In the nineteenth century, the poet-priest Gerard Manley Hopkins spoke of the universe as “shook foil” showing forth the grandeur of God. As a calligrapher and illuminator I know about shook foil. Gold foil is so thin that, if held to the light, you can see through the sheet. It is so light that the least wind will blow it and crinkle it onto itself, so you’ve got to be very careful with it. Gold foil reflects light as if it were illuminated from within. So it is with the creation if we can see it. Ah but there’s the rub: if we can see it. Our vision has been clouded over by centuries of teaching that creation is inferior to scripture.

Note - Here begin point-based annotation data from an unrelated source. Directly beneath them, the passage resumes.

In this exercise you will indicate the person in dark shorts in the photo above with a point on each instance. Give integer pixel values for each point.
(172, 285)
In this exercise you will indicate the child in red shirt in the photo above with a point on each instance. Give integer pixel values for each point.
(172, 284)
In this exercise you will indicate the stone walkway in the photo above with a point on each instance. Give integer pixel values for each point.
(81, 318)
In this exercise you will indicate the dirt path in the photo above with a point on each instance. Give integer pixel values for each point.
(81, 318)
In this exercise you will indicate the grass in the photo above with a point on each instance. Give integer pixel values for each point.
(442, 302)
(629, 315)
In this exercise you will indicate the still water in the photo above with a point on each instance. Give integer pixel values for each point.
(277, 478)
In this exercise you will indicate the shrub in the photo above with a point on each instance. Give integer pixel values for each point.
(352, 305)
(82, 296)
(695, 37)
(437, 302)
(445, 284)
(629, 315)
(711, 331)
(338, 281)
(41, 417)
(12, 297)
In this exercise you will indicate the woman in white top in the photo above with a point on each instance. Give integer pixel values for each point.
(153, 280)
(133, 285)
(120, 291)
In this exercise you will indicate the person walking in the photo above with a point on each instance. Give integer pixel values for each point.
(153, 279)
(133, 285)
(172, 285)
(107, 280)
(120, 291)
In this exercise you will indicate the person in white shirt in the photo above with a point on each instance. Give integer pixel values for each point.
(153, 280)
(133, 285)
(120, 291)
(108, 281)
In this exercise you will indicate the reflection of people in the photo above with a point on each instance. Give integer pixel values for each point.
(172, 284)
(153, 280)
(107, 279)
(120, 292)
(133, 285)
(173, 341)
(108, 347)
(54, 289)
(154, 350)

Why have we lost the ability to see God in the creation? The church is at fault in many ways. Some key churchly teachings separated people from the earth and engrained in us the belief that matter is not as good as spirit. One teaching that underlies this split is that human sinfulness renders us totally helpless and bereft of any connection to God. This teaching was pervasive in much of the church and it drove a wedge between creation and God. This sense of estrangement from God and his grace drove and still drives many people from the church, and we have not yet fully overcome it.
Some Christians taught that sexuality and even creativity are bad. A line was drawn between spirit and matter, a line that unfortunately enabled those who wanted to exploit the earth to do so. People conveniently forgot that we are called to be stewards of the creation, not abusers of its resources.

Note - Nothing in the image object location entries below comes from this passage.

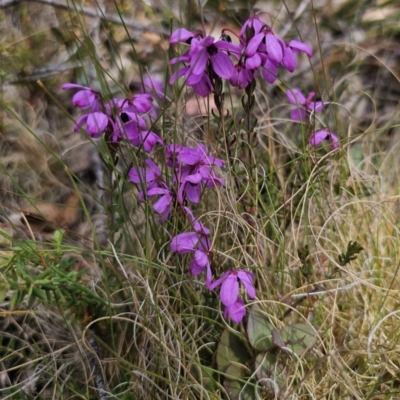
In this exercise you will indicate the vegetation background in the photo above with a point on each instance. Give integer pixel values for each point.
(92, 302)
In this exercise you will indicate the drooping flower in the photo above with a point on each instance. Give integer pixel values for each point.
(198, 243)
(163, 205)
(84, 98)
(250, 28)
(131, 125)
(291, 48)
(150, 175)
(229, 282)
(96, 123)
(197, 169)
(296, 97)
(154, 86)
(236, 311)
(204, 53)
(317, 138)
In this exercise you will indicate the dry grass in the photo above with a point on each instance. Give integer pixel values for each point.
(147, 329)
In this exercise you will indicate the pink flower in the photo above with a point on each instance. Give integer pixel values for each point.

Eriugena knew that, in the words of J. Philip Newell, “To listen to creation without scripture is to lose the cosmic vastness of the song. And to listen to scripture without creation is to lose the personal intimacy of the voice.” The two belong together if we are to know our place in the sacred universe. One text addresses us personally, one text addresses us physically, and we need both of them for wholeness, just as our body cannot be whole without our soul.

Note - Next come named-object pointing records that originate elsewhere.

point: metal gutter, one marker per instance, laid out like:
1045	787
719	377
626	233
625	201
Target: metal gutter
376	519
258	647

While cycling the other week I saw a burrowing owl along our new city path. We looked at each other and knew a deep oneness as interrelated parts of the creation. I am not apart from the creation nor from the burrowing owl or, for that matter, the lazuli bunting I spotted in flight recently. As farmer-philosopher Wendell Berry puts it, we are not apart from, but we are a part of, the creation. We are one in that spiritual matter God created. As we recover this awareness we will recover a deeper sense of the church’s call to oneness, which is much bigger than overcoming the rift between religions. We are called to recognize and live our union with all creation. That way lies healing.